I typically pen an article when I feel particularly strongly about a name one way or another. While I am certainly flexible and change my views when the facts change (if you don't, then you are doing yourself a disservice), there are times when I go from having a viewpoint one way to having some very real indecision due largely to a conflict of fundamental views against market dynamics. A name that elicits some indecision for me is Fusion-io (NYSE:FIO).
Fusion-io is a controversial name that elicits extreme emotion from both the bulls and the bears. The bears - who believe that Fusion-io is set to hit the single digits - argue that the company's business model of trying to sell performance for a premium is unlikely to be particularly profitable going forward as competition swarms in and eats the company's lunch. The bulls, more optimistic, believe that Fusion-io's focus on software differentiates itself quite nicely from the competition, and that while customer concentration in the likes of Facebook (NASDAQ:FB) and HP (NYSE:HPQ) is inherently risky, the business has been seeking diversification within a wider customer base in the small/medium business arena.
The most recent financial results - in which the company saw a 7% Y/Y decline in its revenue and sharply lower operating margins leading to a net-loss - suggest that the company isn't exactly in the best of shape, and that the optimistic projections from last year of hyper top and bottom line growth simply didn't pan out.
From a fundamental perspective, Fusion-io is deteriorating quickly where it counts, and I believe that the ousting of the former CEO David Flynn was a reflection of the Board of Directors' dissatisfaction with the direction of the business. The question, though, is whether Fusion-io is the next big "winner" and manages to achieve profitable growth in the face of lowered expectations, or if it is a broken business destined for the single digits before a take-out for pennies-on-the-dollar?
Bull Case: A Massive Short Squeeze
Fusion-io shares are very heavily shorted, and as a result, its shares are incredibly volatile. Just how large is the short interest?
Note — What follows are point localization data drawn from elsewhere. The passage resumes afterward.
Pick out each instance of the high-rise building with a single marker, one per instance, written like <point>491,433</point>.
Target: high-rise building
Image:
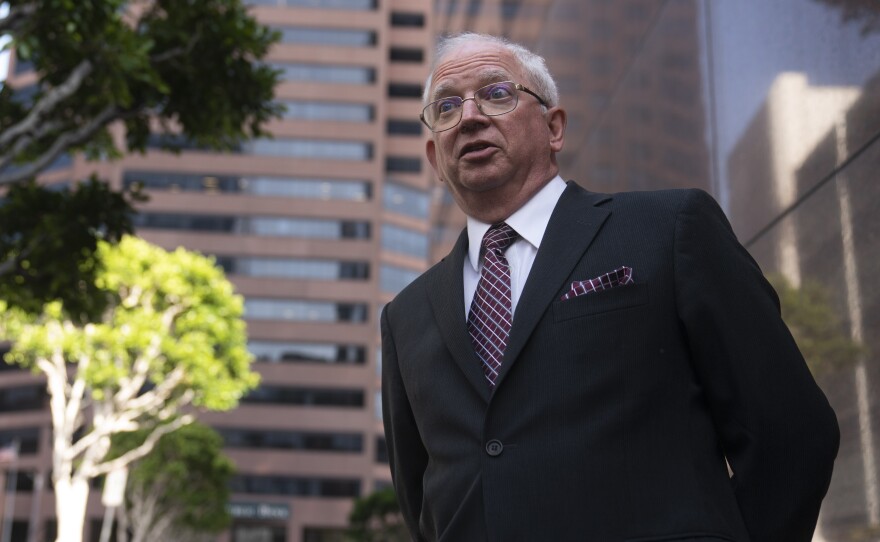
<point>317,227</point>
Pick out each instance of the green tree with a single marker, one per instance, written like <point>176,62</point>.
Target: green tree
<point>816,326</point>
<point>48,241</point>
<point>191,66</point>
<point>188,67</point>
<point>171,336</point>
<point>180,490</point>
<point>376,518</point>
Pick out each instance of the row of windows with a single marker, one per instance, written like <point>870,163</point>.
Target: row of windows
<point>320,149</point>
<point>295,486</point>
<point>393,279</point>
<point>323,4</point>
<point>323,189</point>
<point>347,37</point>
<point>406,200</point>
<point>308,397</point>
<point>294,268</point>
<point>404,241</point>
<point>295,352</point>
<point>333,111</point>
<point>397,18</point>
<point>403,164</point>
<point>293,440</point>
<point>323,73</point>
<point>304,311</point>
<point>311,228</point>
<point>314,149</point>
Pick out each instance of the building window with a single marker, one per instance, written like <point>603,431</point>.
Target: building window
<point>404,241</point>
<point>294,268</point>
<point>345,37</point>
<point>293,352</point>
<point>407,19</point>
<point>332,111</point>
<point>300,486</point>
<point>315,149</point>
<point>323,189</point>
<point>406,54</point>
<point>381,450</point>
<point>309,397</point>
<point>28,439</point>
<point>243,531</point>
<point>312,441</point>
<point>324,534</point>
<point>311,228</point>
<point>406,200</point>
<point>404,127</point>
<point>304,311</point>
<point>393,279</point>
<point>403,164</point>
<point>22,66</point>
<point>404,90</point>
<point>323,73</point>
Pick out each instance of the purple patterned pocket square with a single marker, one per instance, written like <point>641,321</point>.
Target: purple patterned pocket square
<point>619,277</point>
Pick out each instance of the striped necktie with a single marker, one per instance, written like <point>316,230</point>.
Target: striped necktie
<point>491,315</point>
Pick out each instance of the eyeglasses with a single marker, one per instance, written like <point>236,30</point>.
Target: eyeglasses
<point>492,100</point>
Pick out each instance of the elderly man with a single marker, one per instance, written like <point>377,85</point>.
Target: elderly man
<point>583,366</point>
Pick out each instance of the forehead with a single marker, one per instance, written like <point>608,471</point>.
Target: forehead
<point>472,66</point>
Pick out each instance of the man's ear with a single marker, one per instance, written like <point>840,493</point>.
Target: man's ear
<point>431,154</point>
<point>556,120</point>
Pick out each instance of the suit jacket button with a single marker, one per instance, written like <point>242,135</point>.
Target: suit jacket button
<point>494,447</point>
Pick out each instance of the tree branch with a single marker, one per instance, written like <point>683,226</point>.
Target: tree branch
<point>16,16</point>
<point>47,103</point>
<point>61,144</point>
<point>142,450</point>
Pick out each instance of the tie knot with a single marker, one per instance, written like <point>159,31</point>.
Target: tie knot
<point>499,236</point>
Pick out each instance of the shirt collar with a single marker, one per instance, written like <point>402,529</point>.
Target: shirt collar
<point>529,221</point>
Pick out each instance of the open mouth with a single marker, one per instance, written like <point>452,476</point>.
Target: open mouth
<point>475,149</point>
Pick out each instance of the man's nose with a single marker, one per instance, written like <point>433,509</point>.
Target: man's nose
<point>471,113</point>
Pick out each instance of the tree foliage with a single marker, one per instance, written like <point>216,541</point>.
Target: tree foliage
<point>376,518</point>
<point>189,65</point>
<point>180,490</point>
<point>172,336</point>
<point>816,326</point>
<point>48,241</point>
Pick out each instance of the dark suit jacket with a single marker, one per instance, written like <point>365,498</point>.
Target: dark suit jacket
<point>614,411</point>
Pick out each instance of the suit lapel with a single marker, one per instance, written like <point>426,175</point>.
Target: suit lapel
<point>446,294</point>
<point>575,222</point>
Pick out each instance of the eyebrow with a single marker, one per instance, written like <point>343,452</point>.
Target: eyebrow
<point>484,78</point>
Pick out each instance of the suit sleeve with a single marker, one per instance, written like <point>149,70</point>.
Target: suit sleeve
<point>406,453</point>
<point>777,429</point>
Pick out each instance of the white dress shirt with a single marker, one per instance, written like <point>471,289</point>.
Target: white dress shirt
<point>530,222</point>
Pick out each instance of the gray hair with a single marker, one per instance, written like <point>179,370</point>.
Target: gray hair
<point>532,64</point>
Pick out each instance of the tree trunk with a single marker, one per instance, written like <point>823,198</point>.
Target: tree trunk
<point>71,497</point>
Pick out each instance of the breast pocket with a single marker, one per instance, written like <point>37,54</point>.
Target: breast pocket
<point>614,299</point>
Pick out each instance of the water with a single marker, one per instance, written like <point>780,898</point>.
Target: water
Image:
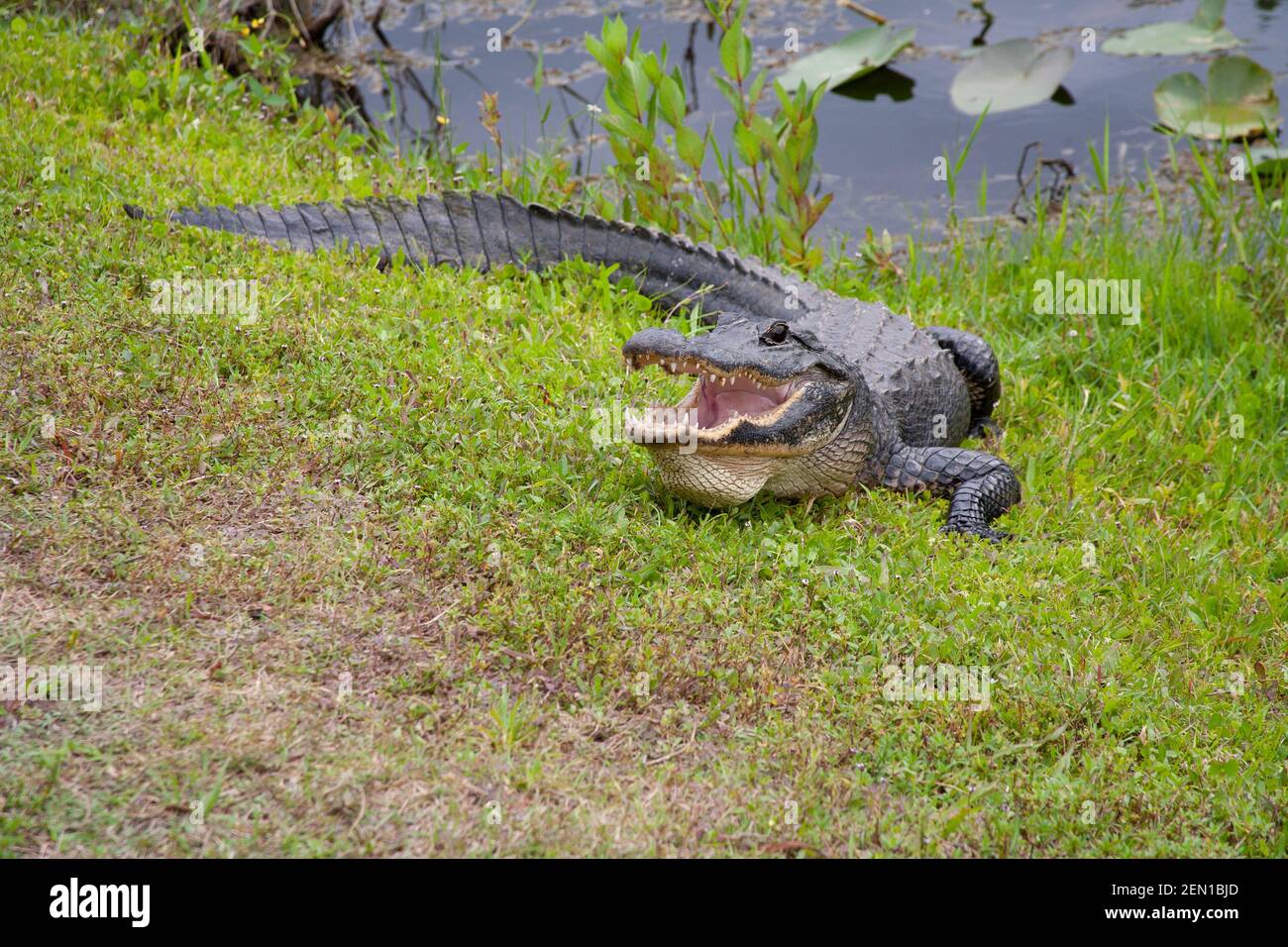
<point>877,144</point>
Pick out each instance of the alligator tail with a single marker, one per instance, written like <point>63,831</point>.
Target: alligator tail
<point>487,232</point>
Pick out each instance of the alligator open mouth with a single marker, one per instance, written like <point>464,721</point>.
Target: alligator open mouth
<point>721,401</point>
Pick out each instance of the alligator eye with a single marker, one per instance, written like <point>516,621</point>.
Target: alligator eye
<point>776,334</point>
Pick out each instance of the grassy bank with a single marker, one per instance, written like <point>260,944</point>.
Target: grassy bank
<point>361,582</point>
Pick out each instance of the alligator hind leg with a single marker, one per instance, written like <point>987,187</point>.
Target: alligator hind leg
<point>978,365</point>
<point>982,487</point>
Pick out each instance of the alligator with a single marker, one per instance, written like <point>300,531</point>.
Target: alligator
<point>798,392</point>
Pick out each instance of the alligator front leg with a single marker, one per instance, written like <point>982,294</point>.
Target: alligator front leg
<point>982,487</point>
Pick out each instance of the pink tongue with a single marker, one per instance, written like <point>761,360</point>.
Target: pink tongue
<point>717,410</point>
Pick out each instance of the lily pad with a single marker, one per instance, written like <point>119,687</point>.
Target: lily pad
<point>854,55</point>
<point>1010,75</point>
<point>1203,34</point>
<point>1239,101</point>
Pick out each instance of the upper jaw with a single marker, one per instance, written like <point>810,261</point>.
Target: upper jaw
<point>734,408</point>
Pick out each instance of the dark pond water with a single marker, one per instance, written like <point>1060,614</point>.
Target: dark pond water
<point>877,144</point>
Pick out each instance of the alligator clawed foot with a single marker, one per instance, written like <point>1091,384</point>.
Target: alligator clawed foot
<point>983,532</point>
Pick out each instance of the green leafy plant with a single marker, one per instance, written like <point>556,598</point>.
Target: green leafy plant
<point>1237,102</point>
<point>664,176</point>
<point>1206,33</point>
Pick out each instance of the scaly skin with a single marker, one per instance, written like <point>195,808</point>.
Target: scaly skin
<point>799,392</point>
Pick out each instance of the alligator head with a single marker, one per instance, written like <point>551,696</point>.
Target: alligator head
<point>765,395</point>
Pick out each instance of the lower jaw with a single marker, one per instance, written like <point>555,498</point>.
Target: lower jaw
<point>713,480</point>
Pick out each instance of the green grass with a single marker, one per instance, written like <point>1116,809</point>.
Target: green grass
<point>429,615</point>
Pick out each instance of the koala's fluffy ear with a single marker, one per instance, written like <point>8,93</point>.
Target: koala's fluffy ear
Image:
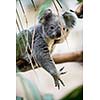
<point>46,16</point>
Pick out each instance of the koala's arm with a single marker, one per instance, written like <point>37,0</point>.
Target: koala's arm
<point>43,58</point>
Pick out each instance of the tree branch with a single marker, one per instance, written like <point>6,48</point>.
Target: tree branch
<point>77,56</point>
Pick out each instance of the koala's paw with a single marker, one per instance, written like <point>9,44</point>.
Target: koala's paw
<point>57,79</point>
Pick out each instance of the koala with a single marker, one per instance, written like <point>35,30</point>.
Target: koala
<point>47,34</point>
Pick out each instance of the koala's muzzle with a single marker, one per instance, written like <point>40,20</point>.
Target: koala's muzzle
<point>58,33</point>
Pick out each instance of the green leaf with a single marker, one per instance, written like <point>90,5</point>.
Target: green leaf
<point>29,87</point>
<point>19,98</point>
<point>76,94</point>
<point>48,97</point>
<point>80,1</point>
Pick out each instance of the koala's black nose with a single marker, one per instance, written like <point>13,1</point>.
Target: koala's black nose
<point>58,34</point>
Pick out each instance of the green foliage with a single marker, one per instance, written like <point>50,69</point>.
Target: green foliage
<point>19,98</point>
<point>48,97</point>
<point>76,94</point>
<point>29,86</point>
<point>80,1</point>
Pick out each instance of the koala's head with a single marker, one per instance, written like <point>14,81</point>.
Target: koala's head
<point>51,25</point>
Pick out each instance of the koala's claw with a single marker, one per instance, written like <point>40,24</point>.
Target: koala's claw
<point>62,72</point>
<point>57,79</point>
<point>57,84</point>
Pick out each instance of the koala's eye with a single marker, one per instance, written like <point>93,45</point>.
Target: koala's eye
<point>52,27</point>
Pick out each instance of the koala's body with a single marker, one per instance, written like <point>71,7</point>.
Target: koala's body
<point>47,34</point>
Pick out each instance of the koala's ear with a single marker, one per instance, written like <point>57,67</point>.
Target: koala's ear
<point>46,16</point>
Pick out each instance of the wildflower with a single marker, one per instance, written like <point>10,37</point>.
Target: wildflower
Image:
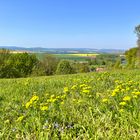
<point>20,118</point>
<point>62,103</point>
<point>28,104</point>
<point>105,100</point>
<point>34,98</point>
<point>121,110</point>
<point>73,87</point>
<point>44,108</point>
<point>86,91</point>
<point>66,89</point>
<point>113,93</point>
<point>135,96</point>
<point>126,98</point>
<point>137,93</point>
<point>7,121</point>
<point>122,103</point>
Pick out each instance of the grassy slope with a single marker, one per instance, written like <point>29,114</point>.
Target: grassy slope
<point>91,118</point>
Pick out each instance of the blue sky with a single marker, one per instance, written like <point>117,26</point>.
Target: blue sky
<point>69,23</point>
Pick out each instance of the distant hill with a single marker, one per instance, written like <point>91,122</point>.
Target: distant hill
<point>63,50</point>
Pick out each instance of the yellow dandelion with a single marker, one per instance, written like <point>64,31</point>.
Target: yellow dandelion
<point>113,93</point>
<point>135,96</point>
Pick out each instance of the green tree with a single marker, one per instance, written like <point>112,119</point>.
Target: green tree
<point>4,56</point>
<point>137,31</point>
<point>49,63</point>
<point>18,65</point>
<point>64,67</point>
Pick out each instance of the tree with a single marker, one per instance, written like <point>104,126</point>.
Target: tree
<point>18,65</point>
<point>49,63</point>
<point>64,67</point>
<point>4,56</point>
<point>137,31</point>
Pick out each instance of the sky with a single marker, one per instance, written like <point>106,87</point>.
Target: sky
<point>69,23</point>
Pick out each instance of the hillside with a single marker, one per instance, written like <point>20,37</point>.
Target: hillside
<point>82,106</point>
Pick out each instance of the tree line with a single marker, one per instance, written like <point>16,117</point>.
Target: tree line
<point>25,64</point>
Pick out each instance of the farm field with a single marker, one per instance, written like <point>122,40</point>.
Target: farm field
<point>76,56</point>
<point>103,105</point>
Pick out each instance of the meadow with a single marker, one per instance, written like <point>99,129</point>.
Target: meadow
<point>76,56</point>
<point>92,106</point>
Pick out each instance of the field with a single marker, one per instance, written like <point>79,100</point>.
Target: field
<point>102,106</point>
<point>76,56</point>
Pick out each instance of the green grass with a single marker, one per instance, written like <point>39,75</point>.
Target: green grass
<point>79,107</point>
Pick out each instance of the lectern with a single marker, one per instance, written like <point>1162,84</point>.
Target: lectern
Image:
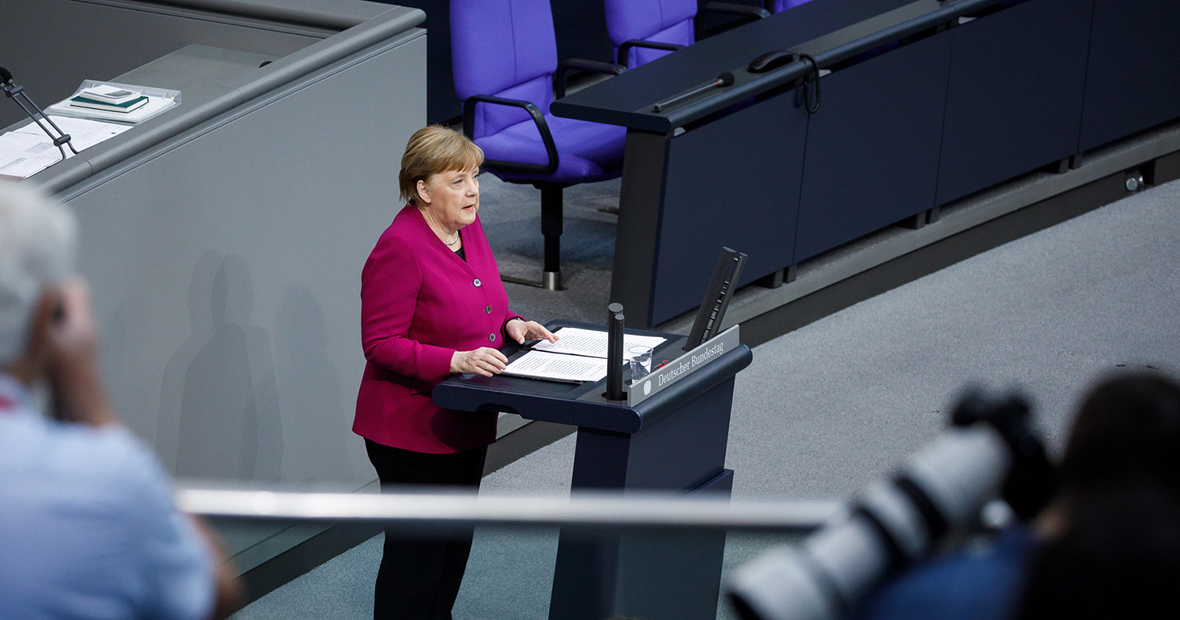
<point>669,436</point>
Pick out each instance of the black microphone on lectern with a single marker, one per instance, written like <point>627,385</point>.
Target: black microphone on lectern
<point>18,95</point>
<point>723,79</point>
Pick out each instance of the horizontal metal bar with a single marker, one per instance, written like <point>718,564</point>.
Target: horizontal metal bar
<point>445,510</point>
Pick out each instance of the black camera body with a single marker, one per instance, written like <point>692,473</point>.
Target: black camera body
<point>990,451</point>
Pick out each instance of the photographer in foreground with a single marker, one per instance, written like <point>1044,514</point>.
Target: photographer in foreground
<point>1121,470</point>
<point>87,523</point>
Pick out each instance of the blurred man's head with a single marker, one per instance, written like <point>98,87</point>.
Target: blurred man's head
<point>1126,431</point>
<point>37,249</point>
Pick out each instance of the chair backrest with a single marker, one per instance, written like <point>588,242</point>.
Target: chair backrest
<point>782,5</point>
<point>653,20</point>
<point>503,49</point>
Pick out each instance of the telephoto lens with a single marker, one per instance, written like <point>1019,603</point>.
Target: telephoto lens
<point>939,493</point>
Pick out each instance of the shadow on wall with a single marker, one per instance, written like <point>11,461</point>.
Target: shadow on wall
<point>314,422</point>
<point>220,403</point>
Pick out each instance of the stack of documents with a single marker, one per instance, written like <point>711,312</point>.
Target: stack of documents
<point>578,356</point>
<point>122,103</point>
<point>109,99</point>
<point>28,150</point>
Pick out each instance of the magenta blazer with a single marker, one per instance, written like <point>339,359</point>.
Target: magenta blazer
<point>420,302</point>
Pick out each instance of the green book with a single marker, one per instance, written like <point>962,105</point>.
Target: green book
<point>126,106</point>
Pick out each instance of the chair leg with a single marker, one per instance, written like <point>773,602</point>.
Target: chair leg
<point>551,228</point>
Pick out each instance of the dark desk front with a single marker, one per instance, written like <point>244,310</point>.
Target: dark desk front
<point>674,441</point>
<point>926,102</point>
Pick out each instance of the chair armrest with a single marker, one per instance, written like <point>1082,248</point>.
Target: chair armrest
<point>581,64</point>
<point>623,50</point>
<point>749,12</point>
<point>731,8</point>
<point>546,137</point>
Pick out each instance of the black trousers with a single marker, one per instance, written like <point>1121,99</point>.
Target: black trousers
<point>419,578</point>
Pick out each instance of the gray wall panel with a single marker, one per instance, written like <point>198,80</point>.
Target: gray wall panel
<point>52,45</point>
<point>227,274</point>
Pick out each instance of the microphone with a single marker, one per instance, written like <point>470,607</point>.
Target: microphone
<point>615,319</point>
<point>725,79</point>
<point>17,93</point>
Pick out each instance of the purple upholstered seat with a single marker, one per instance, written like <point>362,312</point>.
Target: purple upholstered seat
<point>782,5</point>
<point>506,49</point>
<point>504,56</point>
<point>649,20</point>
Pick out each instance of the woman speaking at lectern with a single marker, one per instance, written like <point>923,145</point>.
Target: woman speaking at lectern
<point>432,305</point>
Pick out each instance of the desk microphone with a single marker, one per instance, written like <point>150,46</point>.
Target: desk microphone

It's to the tune of 26 million shares and is near a 52-week high:
Surprisingly enough, this market is filled with cheap liquidity, and as a result, short squeezes abound, as we can see with a number of previously beaten down names:
Now, the problems with Fusion-io are real, but some good news thrown its way could - especially in this environment - lead to some interesting upward momentum. In fact, even at the most recent earnings report which wasn't exactly stellar, the shares rallied hard on the back of a report that simply wasn't "terrible" - surely a result of short covering:
But what can go right going forward? Well, essentially, look for the following as upside catalysts:
- Diversity in Customer Base: this will alleviate one of the major structural fears surrounding the company and will probably get the sell-side back on board the train
- Confirmation Of Execution Strength: with a new management team in place, the Street may remain cautious until there is evidence that these folks can really drive profitable growth. That means margins stay intact in a backdrop of double digit growth.
- Hype/Fanfare: These types of highly shorted former momentum stocks typically respond well to hype. While the new CEO confirmed that there are no buyout talks in place, buyout rumors, partnership rumors, and design win traction all typically serve as upside catalysts.
How about on the downside? Well, any sign that margins are compressing rapidly, revenue slowing, failure to diversify the customer base, or design win losses to cheaper, more commodity products from the likes of Intel (NASDAQ:INTC) could further pressure shares as the short thesis plays out.
This is a highly event and news driven name with a gigantic short interest and equally gargantuan volatility. There's a lot of upside potential here, but the downside risk isn't trivial. Be very careful with this stock, especially if you're treating this as a "buy and hold" - this is much more a trader's stock rather than one for the long-term, sleep-soundly-at-night investors.
Disclosure: I am long INTC. I wrote this article myself, and it expresses my own opinions. I am not receiving compensation for it (other than from Seeking Alpha). I have no business relationship with any company whose stock is mentioned in this article.